Type: method_descriptor
String form: <method 'readinto' of 'file' objects>
Namespace: Python builtin
Docstring: readinto() -> Undocumented. Don't use this; it may go away.
Don't use this? What happend?
So I'm confused, should I use readinto
or not? It may cause any unwanted problem?
Is there any alternative implementation for the code above without readinto
but also avoid data copy? (To avoid copy means np.concatenate
or np.stack
is not a good choice.)
Any sugguestion is welcome!
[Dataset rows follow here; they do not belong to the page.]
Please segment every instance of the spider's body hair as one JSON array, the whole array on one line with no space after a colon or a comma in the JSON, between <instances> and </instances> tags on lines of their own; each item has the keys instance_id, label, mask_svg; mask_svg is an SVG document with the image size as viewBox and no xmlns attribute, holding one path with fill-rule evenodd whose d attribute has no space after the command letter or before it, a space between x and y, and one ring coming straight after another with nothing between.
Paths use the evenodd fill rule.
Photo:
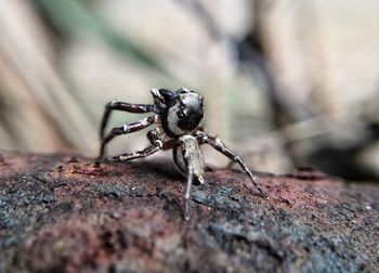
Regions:
<instances>
[{"instance_id":1,"label":"spider's body hair","mask_svg":"<svg viewBox=\"0 0 379 273\"><path fill-rule=\"evenodd\" d=\"M179 138L179 140L182 145L175 147L172 152L178 168L186 176L188 173L188 166L192 166L195 178L202 184L205 161L197 139L185 134Z\"/></svg>"},{"instance_id":2,"label":"spider's body hair","mask_svg":"<svg viewBox=\"0 0 379 273\"><path fill-rule=\"evenodd\" d=\"M181 88L177 91L152 88L154 104L131 104L113 101L106 104L101 125L100 135L102 145L99 158L104 156L105 145L115 136L135 132L155 125L156 128L147 132L151 145L139 152L109 157L107 161L123 161L142 158L161 150L173 150L173 159L179 170L186 176L187 186L185 191L184 219L190 219L191 186L194 179L204 183L205 162L200 150L201 144L209 144L230 159L239 164L247 173L260 194L265 197L259 187L257 178L250 172L243 159L228 150L224 143L202 132L198 127L204 117L202 98L188 89ZM144 118L122 127L115 127L108 134L104 134L105 127L112 110L125 110L129 113L154 113Z\"/></svg>"}]
</instances>

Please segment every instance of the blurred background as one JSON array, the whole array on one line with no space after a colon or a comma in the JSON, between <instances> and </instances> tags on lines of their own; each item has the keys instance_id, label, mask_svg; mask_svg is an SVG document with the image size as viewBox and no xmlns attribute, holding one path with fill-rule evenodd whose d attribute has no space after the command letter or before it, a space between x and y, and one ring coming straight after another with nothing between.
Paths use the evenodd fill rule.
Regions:
<instances>
[{"instance_id":1,"label":"blurred background","mask_svg":"<svg viewBox=\"0 0 379 273\"><path fill-rule=\"evenodd\" d=\"M105 103L151 103L152 87L201 93L205 130L254 170L379 180L377 0L0 1L1 151L95 157Z\"/></svg>"}]
</instances>

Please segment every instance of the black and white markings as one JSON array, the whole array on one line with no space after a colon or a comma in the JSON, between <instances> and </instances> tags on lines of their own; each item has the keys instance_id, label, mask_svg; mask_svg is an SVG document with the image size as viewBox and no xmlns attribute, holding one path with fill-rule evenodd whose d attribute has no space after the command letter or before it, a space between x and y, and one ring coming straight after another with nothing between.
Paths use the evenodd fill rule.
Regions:
<instances>
[{"instance_id":1,"label":"black and white markings","mask_svg":"<svg viewBox=\"0 0 379 273\"><path fill-rule=\"evenodd\" d=\"M195 179L204 183L205 162L200 150L201 144L209 144L220 153L239 164L245 173L252 181L253 186L260 192L262 197L265 193L258 185L254 177L243 159L235 155L224 143L210 136L199 129L199 123L204 117L202 98L188 89L181 88L177 91L169 89L151 89L154 104L130 104L112 101L105 106L100 135L102 140L99 159L103 159L106 144L117 135L140 131L152 125L156 129L147 132L151 142L146 148L138 152L130 152L119 156L104 159L105 161L125 161L146 157L160 150L173 150L173 158L187 178L184 194L184 219L190 220L191 188ZM140 121L116 127L105 135L105 127L113 110L123 110L129 113L154 113L154 116L146 117Z\"/></svg>"}]
</instances>

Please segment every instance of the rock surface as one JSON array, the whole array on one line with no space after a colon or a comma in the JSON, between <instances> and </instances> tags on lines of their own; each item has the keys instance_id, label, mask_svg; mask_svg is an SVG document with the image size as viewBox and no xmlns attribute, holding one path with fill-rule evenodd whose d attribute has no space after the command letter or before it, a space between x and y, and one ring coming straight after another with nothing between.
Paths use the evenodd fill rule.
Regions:
<instances>
[{"instance_id":1,"label":"rock surface","mask_svg":"<svg viewBox=\"0 0 379 273\"><path fill-rule=\"evenodd\" d=\"M0 155L0 272L378 272L379 187L208 170L183 220L171 161Z\"/></svg>"}]
</instances>

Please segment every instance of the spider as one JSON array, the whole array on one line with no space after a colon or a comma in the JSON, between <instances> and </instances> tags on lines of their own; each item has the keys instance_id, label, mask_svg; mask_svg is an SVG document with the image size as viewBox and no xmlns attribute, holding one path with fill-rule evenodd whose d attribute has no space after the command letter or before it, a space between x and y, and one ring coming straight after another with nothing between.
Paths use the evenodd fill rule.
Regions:
<instances>
[{"instance_id":1,"label":"spider","mask_svg":"<svg viewBox=\"0 0 379 273\"><path fill-rule=\"evenodd\" d=\"M220 139L208 135L199 129L204 110L202 98L197 92L186 88L181 88L177 91L152 88L151 92L154 104L131 104L118 101L112 101L106 104L100 130L102 140L100 160L125 161L146 157L160 150L167 151L172 148L173 159L187 180L184 195L184 219L190 220L191 186L194 180L201 184L204 183L205 161L199 145L209 144L218 152L239 164L250 178L252 185L260 192L260 195L267 198L263 190L258 185L258 178L251 173L243 159L227 148ZM113 110L154 113L154 115L136 122L115 127L105 135L105 127ZM154 123L156 128L147 132L151 145L146 148L104 159L105 146L115 136L140 131Z\"/></svg>"}]
</instances>

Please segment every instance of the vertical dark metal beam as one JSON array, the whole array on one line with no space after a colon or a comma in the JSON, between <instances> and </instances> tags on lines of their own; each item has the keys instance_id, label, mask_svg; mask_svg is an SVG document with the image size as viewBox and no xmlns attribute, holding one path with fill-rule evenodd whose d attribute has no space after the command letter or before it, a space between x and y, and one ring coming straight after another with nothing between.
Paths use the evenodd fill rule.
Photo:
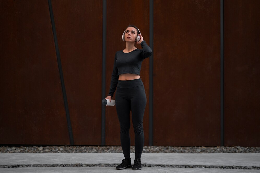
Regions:
<instances>
[{"instance_id":1,"label":"vertical dark metal beam","mask_svg":"<svg viewBox=\"0 0 260 173\"><path fill-rule=\"evenodd\" d=\"M153 0L149 2L149 46L153 50ZM153 144L153 56L149 58L149 145Z\"/></svg>"},{"instance_id":2,"label":"vertical dark metal beam","mask_svg":"<svg viewBox=\"0 0 260 173\"><path fill-rule=\"evenodd\" d=\"M107 1L103 0L103 34L102 38L102 98L106 97L106 38L107 26ZM101 103L101 101L100 102ZM101 145L105 145L105 106L102 105L101 116Z\"/></svg>"},{"instance_id":3,"label":"vertical dark metal beam","mask_svg":"<svg viewBox=\"0 0 260 173\"><path fill-rule=\"evenodd\" d=\"M220 0L221 144L224 143L224 4Z\"/></svg>"},{"instance_id":4,"label":"vertical dark metal beam","mask_svg":"<svg viewBox=\"0 0 260 173\"><path fill-rule=\"evenodd\" d=\"M49 5L49 9L50 10L50 14L51 17L51 25L52 27L52 32L53 33L53 37L54 39L54 44L55 45L55 49L56 50L56 54L57 57L57 60L58 61L58 65L59 67L59 71L60 72L60 76L61 78L61 83L62 91L62 94L63 96L63 99L64 102L64 106L65 107L65 111L66 112L66 117L67 119L67 123L68 128L69 131L69 139L70 145L74 145L74 140L73 138L73 135L72 133L72 129L71 127L71 123L70 122L70 117L69 112L69 107L67 100L67 96L65 89L65 84L64 79L63 78L63 73L61 67L61 61L60 56L60 50L58 44L58 39L57 38L57 34L56 32L56 28L55 27L55 23L54 22L54 17L53 16L53 12L52 11L52 7L51 5L51 0L48 0L48 3Z\"/></svg>"}]
</instances>

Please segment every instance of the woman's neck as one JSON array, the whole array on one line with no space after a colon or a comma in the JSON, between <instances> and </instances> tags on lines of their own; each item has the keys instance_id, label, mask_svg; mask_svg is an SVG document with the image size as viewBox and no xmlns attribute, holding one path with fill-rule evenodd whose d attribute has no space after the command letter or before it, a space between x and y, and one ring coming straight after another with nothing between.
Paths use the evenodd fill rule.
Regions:
<instances>
[{"instance_id":1,"label":"woman's neck","mask_svg":"<svg viewBox=\"0 0 260 173\"><path fill-rule=\"evenodd\" d=\"M136 47L134 47L134 42L126 42L126 46L125 50L127 52L129 52L136 49Z\"/></svg>"}]
</instances>

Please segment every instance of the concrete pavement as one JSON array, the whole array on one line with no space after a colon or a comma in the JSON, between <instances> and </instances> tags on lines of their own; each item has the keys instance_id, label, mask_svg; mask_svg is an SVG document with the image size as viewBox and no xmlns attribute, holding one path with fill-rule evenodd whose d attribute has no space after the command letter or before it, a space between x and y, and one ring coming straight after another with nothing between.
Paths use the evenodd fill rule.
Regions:
<instances>
[{"instance_id":1,"label":"concrete pavement","mask_svg":"<svg viewBox=\"0 0 260 173\"><path fill-rule=\"evenodd\" d=\"M130 155L132 164L134 153ZM0 168L0 172L130 172L131 169L117 170L112 166L121 163L123 158L122 153L1 153L0 165L23 165L57 166L55 164L82 163L83 164L104 164L107 167L44 167ZM255 166L260 168L259 153L143 153L141 159L146 166L181 167L183 165L198 166L200 168L160 168L143 167L138 172L259 172L260 170L203 168L204 166L232 167ZM103 165L103 166L104 166ZM174 166L175 165L175 166ZM46 166L46 165L45 165ZM240 167L241 168L241 167Z\"/></svg>"}]
</instances>

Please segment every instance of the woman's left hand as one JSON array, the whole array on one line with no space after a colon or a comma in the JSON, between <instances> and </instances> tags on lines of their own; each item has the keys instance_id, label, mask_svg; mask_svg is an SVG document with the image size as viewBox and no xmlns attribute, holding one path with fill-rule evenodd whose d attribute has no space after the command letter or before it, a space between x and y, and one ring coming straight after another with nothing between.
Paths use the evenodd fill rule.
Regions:
<instances>
[{"instance_id":1,"label":"woman's left hand","mask_svg":"<svg viewBox=\"0 0 260 173\"><path fill-rule=\"evenodd\" d=\"M138 44L141 44L141 42L144 41L144 38L143 38L143 37L141 35L141 34L138 34L138 35L140 36L140 41L136 43L137 43Z\"/></svg>"}]
</instances>

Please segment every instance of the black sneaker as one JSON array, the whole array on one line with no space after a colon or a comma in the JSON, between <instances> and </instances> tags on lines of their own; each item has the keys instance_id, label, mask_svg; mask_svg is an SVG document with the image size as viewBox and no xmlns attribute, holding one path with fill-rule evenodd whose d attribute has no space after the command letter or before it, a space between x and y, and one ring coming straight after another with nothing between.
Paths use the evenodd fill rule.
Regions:
<instances>
[{"instance_id":1,"label":"black sneaker","mask_svg":"<svg viewBox=\"0 0 260 173\"><path fill-rule=\"evenodd\" d=\"M133 170L141 170L142 169L143 166L142 165L142 163L141 162L141 160L138 159L134 159L134 165L133 165L132 168Z\"/></svg>"},{"instance_id":2,"label":"black sneaker","mask_svg":"<svg viewBox=\"0 0 260 173\"><path fill-rule=\"evenodd\" d=\"M131 164L131 159L124 159L122 160L122 163L116 167L117 169L124 169L126 168L132 168L132 165Z\"/></svg>"}]
</instances>

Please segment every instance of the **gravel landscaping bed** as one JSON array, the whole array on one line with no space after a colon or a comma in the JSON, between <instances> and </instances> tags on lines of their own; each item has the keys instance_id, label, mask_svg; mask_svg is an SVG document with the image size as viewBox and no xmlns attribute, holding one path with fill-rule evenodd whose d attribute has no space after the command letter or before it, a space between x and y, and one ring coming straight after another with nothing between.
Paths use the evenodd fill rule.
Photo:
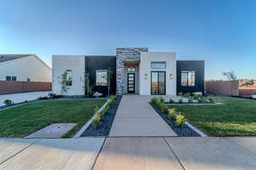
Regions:
<instances>
[{"instance_id":1,"label":"gravel landscaping bed","mask_svg":"<svg viewBox=\"0 0 256 170\"><path fill-rule=\"evenodd\" d=\"M110 106L108 112L104 115L101 121L101 126L94 128L90 124L88 128L81 134L84 136L108 136L115 114L121 101L122 96L119 96L115 102Z\"/></svg>"},{"instance_id":2,"label":"gravel landscaping bed","mask_svg":"<svg viewBox=\"0 0 256 170\"><path fill-rule=\"evenodd\" d=\"M177 127L175 122L167 117L167 114L162 113L154 104L151 102L149 102L149 104L154 109L154 110L166 121L166 122L177 133L177 136L201 136L186 124L183 126L183 128Z\"/></svg>"},{"instance_id":3,"label":"gravel landscaping bed","mask_svg":"<svg viewBox=\"0 0 256 170\"><path fill-rule=\"evenodd\" d=\"M208 102L208 101L202 101L202 102L183 102L183 103L179 103L179 102L165 102L165 104L166 105L200 105L200 104L216 104L215 102Z\"/></svg>"}]
</instances>

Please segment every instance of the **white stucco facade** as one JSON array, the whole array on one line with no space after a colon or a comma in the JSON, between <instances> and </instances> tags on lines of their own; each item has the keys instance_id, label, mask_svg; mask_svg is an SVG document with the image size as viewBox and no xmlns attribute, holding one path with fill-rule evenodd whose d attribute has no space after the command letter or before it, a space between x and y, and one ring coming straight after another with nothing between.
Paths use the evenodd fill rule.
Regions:
<instances>
[{"instance_id":1,"label":"white stucco facade","mask_svg":"<svg viewBox=\"0 0 256 170\"><path fill-rule=\"evenodd\" d=\"M166 95L177 94L177 54L142 52L140 56L139 94L151 94L151 71L166 72ZM151 62L166 62L166 69L152 69ZM148 75L146 79L145 74ZM172 76L170 76L172 75ZM171 78L172 76L172 78Z\"/></svg>"},{"instance_id":2,"label":"white stucco facade","mask_svg":"<svg viewBox=\"0 0 256 170\"><path fill-rule=\"evenodd\" d=\"M16 76L16 81L51 82L51 69L38 56L30 55L0 63L0 81Z\"/></svg>"},{"instance_id":3,"label":"white stucco facade","mask_svg":"<svg viewBox=\"0 0 256 170\"><path fill-rule=\"evenodd\" d=\"M72 86L67 87L63 95L84 95L85 60L84 55L53 55L53 93L61 94L61 75L67 71L72 71Z\"/></svg>"}]
</instances>

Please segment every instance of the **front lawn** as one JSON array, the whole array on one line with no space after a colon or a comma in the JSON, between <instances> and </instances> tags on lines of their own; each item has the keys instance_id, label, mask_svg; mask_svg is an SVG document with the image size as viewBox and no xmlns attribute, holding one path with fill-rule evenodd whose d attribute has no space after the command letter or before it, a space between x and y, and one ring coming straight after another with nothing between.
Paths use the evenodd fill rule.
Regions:
<instances>
[{"instance_id":1,"label":"front lawn","mask_svg":"<svg viewBox=\"0 0 256 170\"><path fill-rule=\"evenodd\" d=\"M172 105L184 113L189 122L210 136L255 136L256 101L213 98L224 105Z\"/></svg>"},{"instance_id":2,"label":"front lawn","mask_svg":"<svg viewBox=\"0 0 256 170\"><path fill-rule=\"evenodd\" d=\"M105 99L68 99L26 104L0 111L0 137L25 137L52 123L79 123L64 137L74 135Z\"/></svg>"}]
</instances>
Thank you.
-------upate-------
It seems that I can use io.FileIO
in standard library instead of the build-in function open
. It looks OK so I've post it as an answer.
Any comment or other solution is still welcome!
-------upate-------
If you meet the same problem, you may want to have a look at the comments below by
Andrea Corbellini and Padraic Cunningham.
You may use io.FileIO
in python standard library instead of the build-in function open
or file
, if you are not sure with file.readinto
.
Here's the docstring:
#io.FileIO.readinto?
Type: method_descriptor
String form: <method 'readinto' of '_io.FileIO' objects>
Docstring: readinto() -> Same as RawIOBase.readinto().
The document of io.RawIOBase.readinto
can be found here.
class io.RawIOBase
...
readinto(b)
Read up to len(b) bytes into bytearray b and return the number of bytes read. If the object is in non-blocking mode and no bytes are available, None is returned.
It's available in both Python 2 and 3.